Berühmtes Beispiel: Der Bundesligafußballspieler Flieger X wird zum Wehrdienst eingezogen und leistet nun seinen Grundwehrdienst. Der Einheitsführer dieser Einheit nimmt diese Gelegenheit zum Anlass, um die Sportausbildung seiner Soldaten auszubauen. Über den Dienstplan wird der Flieger X zum Leitenden der Sportausbildung am <Datum> von/bis <Uhrzeit> erklärt und ist somit Vorgesetzter aller Soldaten, die aufgrund des Dienstplanes an dieser Ausbildung teilnehmen müssen. Dies schließt auch die Vorgesetzten des Fliegers X nach § 1 der VorgV ein.

Vorgesetzter aufgrund eigener Erklärung

Im Gegensatz zu Paragraph 4 wird hier eine einheitenübergreifende Regelung getroffen. Hintergrund hierzu: Dieses Vorgesetztenverhältnis findet Anwendung, um z.B. die Ordnung in Kasernen aufrecht zu erhalten oder wenn eine Notlage außerhalb von Kasernen eine einheitliche Befehlsgebung erfordert.

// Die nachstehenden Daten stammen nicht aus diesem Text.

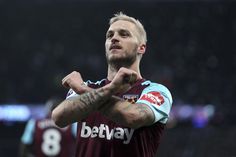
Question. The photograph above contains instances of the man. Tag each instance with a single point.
(124, 114)
(42, 138)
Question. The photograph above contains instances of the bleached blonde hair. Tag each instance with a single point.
(141, 31)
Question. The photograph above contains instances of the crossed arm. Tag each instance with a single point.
(102, 100)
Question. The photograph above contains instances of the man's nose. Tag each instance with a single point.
(115, 38)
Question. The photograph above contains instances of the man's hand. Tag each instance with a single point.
(75, 82)
(123, 80)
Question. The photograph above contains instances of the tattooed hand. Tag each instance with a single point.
(75, 82)
(123, 80)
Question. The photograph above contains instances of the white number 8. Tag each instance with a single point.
(51, 142)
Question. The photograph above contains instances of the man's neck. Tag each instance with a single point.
(112, 70)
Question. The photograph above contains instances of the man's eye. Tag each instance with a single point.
(109, 35)
(124, 34)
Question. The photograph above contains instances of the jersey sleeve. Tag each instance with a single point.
(159, 99)
(27, 137)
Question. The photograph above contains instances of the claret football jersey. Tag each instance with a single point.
(100, 137)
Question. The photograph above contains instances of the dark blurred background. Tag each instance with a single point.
(191, 49)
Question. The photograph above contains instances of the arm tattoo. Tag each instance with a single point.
(88, 102)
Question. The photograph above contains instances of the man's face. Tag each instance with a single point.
(122, 43)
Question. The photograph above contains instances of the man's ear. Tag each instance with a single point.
(142, 49)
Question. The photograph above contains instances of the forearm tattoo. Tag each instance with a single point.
(88, 102)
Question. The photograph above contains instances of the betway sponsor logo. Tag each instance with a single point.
(103, 131)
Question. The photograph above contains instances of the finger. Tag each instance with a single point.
(130, 78)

  1. Der Oberfeldwebel A aus der Einheit B befiehlt dem Stabsunteroffizier C aus Einheit D seine Kopfbedeckung innerhalb der Kaserne aufzusetzen, wenn dies die Kasernenordung so vorsieht.
  2. Der Hauptmann E aus Einheit Z befiehlt dem Leutnant X aus Einheit Y seinen Zug nicht auf der Strasse marschieren zu lassen, da dies den morgendlichen Verkehr erheblich einschränkt.

Es kann sich niemand zum Vorgesetzten nach § 6 VorgV gegenüber Soldaten erklären, die Befehlsbefugnisse nach §§ 1-3 und 5 über ihn haben.